How long will the investigation take?
The length of an investigation varies greatly. Some investigations close within only a few months while others may take over a year. Investigations that are complex, have multiple patients or witnesses, require interviews or use consultants will take longer to resolve. You are encouraged to contact the investigator regarding the status of the investigation.
Who reviews the facts of my investigation?
The investigator gathers your response, interviews witnesses and complainants, obtains medical records and collects other physical evidence. A subcommittee of the Board known as the Investigative Committee (IC) reviews the materials and, if needed, requests further information such as patient charts, consultant review or an interview with you. When the IC members have reviewed all of the necessary information, they recommend a course of action to the full Board. The Board members then review the complete investigation and make a determination.
What happens if the Board believes I violated the Medical Practice Act?
If, after reviewing the investigation, the Board believes that a violation occurred, they may issue a “Complaint and Notice of Proposed Disciplinary Action.” The Complaint and Notice includes the allegations, the basis for the proposed disciplinary action, and instructions on how to request a hearing. Do not ignore the due date to request a hearing. If you do not request a hearing by the due date, you waive your right to a hearing, and the Board issues a Default Final Order. After requesting a hearing, you can work with the Board to negotiate a settlement. If you cannot reach an agreement with the Board, a hearing is held. Very few investigations result in a hearing.
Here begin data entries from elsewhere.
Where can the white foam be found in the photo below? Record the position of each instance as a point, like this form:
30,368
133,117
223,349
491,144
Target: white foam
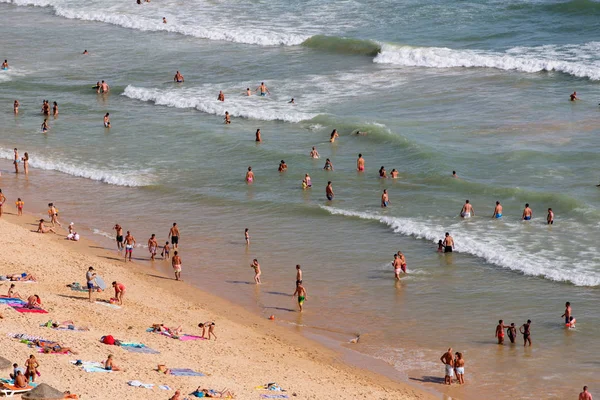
576,60
506,251
118,177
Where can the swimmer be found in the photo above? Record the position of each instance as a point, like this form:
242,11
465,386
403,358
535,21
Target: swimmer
550,217
249,175
500,332
573,96
467,210
314,153
263,89
497,211
329,191
302,295
333,135
385,200
360,163
448,243
257,272
527,213
282,166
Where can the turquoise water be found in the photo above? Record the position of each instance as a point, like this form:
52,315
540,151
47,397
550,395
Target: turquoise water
477,87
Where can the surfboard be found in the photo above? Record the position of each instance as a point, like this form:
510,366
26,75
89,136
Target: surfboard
100,282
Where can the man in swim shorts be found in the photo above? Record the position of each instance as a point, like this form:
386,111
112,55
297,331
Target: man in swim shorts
129,244
527,213
329,191
448,362
497,211
448,243
174,235
360,163
301,292
467,210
What are the possible outcomes?
Investigations resolve in a variety of ways:
- Most investigations close with no formal action taken by the Board. If this happens, the Board sends you a letter stating that the investigation is closed and no further action will be taken.
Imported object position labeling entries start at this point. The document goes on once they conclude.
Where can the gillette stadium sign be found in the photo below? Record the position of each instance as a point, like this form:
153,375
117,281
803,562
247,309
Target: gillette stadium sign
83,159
- In some investigations, the Board closes the investigation with a “Letter of Concern.” A Letter of Concern is a confidential letter stating the Board’s concerns about the matter under investigation. A Letter of Concern is not a disciplinary action and is not reported to the National Practitioner Data Bank. You will also receive a second letter stating that the investigation is closed with no disciplinary action. This gives you evidence of the investigation being closed with no formal action by the Board.
- Sometimes, the Board closes the investigation with an agreement known as a Corrective Action Agreement (CAA). A CAA is an agreement to fulfill certain terms and is often not disciplinary. These agreements may or may not be reportable to the National Practitioner Data Bank depending on the circumstances of the investigation. A common CAA requirement is that the licensee completes specific education.
- Other investigations may close with the Board issuing a Stipulated Order. This is an agreement to practice under certain terms. This agreement is disciplinary and is reportable to the National Practitioner Data Bank. Possible terms include suspension, fine, probation, reprimand or chaperone requirements.